Nach der Beschädigung einer unterirdischen Diesel-Pipeline im Industriepark in Wiebelsheim (Rhein-Hunsrück-Kreis) ist das Ausmaß der Umweltschäden weiter unklar. Wie das Umweltministerium mitteilte, kann die ausgetretene Menge an Dieselkraftstoff bislang nicht abgeschätzt werden. Am Nachmittag nahmen Innenminister Michael Ebling (SPD) und Umweltministerin Katrin Eder (Grüne) den Schaden in Augenschein.
"Die Kriminalpolizei ermittelt mit Hochdruck, um die Schuldigen an der illegalen Manipulation zu identifizieren", sagte der Innenminister. Aktuell gebe es keine Hinweise auf einen politisch motivierten Sabotageakt. "Den Modus operandi kennen wir aus anderen Bundesländern, hier agierten Täter mit Expertenwissen und krimineller Energie", so Ebling. Zudem hätten sie in Kauf genommen, dass erhebliche Umweltschäden entstehen.
Eine Sprecherin der Kreisverwaltung des Rhein-Hunsrück-Kreises erklärte, der Kraftstoff sei bis zur Schließung der Leckage vor allem über einen nahegelegenen Bach abgelaufen, vereinzelt aber auch in den Boden gesickert. Der Boden werde ausgehoben und zu einer Abfallanlage transportiert, um ihn zu entsorgen, hieß es.
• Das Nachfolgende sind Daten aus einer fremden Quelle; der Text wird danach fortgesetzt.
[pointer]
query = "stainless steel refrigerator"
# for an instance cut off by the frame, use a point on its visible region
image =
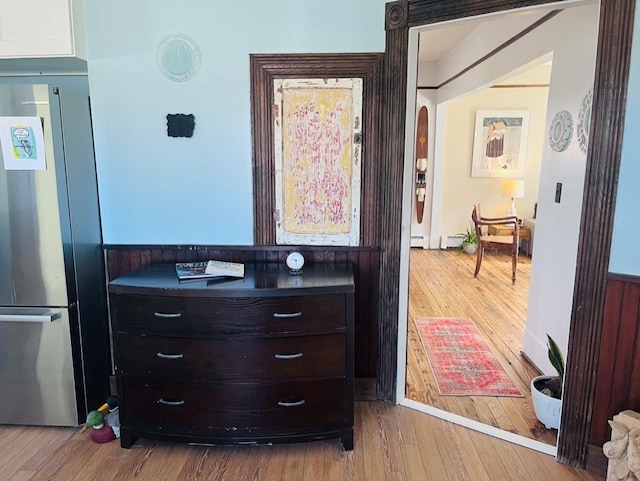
(54, 337)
Unmittelbar nach dem Vorfall wurden Ölsperren installiert.
Boden abheben, Biber reinigen
Die Umweltministerin dankte den Menschen, "die den Diesel-Geruch gemeldet haben sowie allen Einsatzkräften, die sich darum kümmerten, dass das Leck schnell geschlossen werden konnte und mit Ölsperren dafür sorgten, dass nicht noch mehr Boden und Wasser verseucht werden". Zahlreiche Expertinnen und Experten aus dem Gewässer- und Naturschutzbereich seien vor Ort, um gewählte Maßnahmen zu kontrollieren.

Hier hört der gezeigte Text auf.